I pioppi avevano ormai perso quasi tutti i loro piumini e quel vento turbinoso della prima volta non c’era più. Questa esperienza mi ha ulteriormente confermato che è un errore il voler tornare nello stesso luogo per scattare la stessa fotografia: la foto non sarà mail la stessa, sarà forse migliore ma il più delle volte sarà peggiore o almeno così ci sembrerà. Forse dipende dalle aspettative tradite (pensavamo di trovare la stessa luce, gli stessi colori, la stessa atmosfera e così non è stato),oppure il nostro stato emotivo di quel momento non riesce ad armonizzarsi con quanto ci circonda oppure, come amo dire, “c’è un tempo per ogni posa”!
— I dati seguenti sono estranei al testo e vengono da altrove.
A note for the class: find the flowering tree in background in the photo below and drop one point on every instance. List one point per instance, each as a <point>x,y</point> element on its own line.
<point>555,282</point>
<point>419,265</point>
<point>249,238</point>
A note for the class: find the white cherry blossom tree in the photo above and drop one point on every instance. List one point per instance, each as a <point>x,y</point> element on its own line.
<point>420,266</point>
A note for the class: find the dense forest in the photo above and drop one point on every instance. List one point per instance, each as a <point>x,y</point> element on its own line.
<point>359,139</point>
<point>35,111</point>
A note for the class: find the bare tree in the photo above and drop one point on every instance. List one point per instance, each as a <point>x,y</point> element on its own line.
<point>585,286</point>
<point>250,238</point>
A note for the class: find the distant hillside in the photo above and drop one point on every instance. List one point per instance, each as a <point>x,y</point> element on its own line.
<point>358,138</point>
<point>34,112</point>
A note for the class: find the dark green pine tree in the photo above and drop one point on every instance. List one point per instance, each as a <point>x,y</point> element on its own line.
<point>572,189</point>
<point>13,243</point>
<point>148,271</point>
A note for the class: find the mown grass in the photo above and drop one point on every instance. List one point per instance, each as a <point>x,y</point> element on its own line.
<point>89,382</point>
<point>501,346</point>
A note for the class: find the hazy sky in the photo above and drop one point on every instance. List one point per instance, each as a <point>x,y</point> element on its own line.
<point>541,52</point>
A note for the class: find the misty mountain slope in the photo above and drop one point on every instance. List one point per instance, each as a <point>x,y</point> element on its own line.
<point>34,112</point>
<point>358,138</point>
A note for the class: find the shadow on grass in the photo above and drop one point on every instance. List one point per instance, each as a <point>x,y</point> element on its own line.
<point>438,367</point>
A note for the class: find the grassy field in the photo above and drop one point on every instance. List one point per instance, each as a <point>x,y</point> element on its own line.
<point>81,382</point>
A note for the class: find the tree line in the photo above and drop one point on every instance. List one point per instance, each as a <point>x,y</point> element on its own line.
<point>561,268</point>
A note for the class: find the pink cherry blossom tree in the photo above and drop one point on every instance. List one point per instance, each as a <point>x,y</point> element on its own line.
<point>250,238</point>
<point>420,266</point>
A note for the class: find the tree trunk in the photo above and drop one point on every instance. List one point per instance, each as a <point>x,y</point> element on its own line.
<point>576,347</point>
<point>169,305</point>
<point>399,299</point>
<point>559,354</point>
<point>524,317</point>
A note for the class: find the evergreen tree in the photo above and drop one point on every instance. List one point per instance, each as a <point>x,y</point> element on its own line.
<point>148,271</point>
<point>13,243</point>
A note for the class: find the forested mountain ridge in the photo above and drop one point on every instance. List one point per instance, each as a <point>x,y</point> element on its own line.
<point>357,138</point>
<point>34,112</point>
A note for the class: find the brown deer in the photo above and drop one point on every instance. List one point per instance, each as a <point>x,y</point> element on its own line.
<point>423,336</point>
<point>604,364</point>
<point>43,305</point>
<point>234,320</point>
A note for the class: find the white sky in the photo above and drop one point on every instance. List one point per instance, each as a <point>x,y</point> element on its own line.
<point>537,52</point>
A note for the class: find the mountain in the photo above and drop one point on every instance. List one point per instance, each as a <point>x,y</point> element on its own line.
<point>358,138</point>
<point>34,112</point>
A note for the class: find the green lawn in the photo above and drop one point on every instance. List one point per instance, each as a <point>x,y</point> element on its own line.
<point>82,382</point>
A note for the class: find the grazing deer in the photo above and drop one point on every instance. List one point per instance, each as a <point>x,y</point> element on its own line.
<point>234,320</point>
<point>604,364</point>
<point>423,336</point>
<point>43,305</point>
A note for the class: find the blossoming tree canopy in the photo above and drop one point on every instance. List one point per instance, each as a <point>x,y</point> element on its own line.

Mi piace fotografare i luoghi dove mi è facile tornare per vedere come le stagioni li trasformano ed utilizzo, almeno fino ad ora, i social per mostrare le mie fotografie. Sono dell’opinione che la bellezza vada condivisa. Come disse  Jon Milton “La bellezza è la moneta della natura, non bisogna accumularla ma farla circolare”  .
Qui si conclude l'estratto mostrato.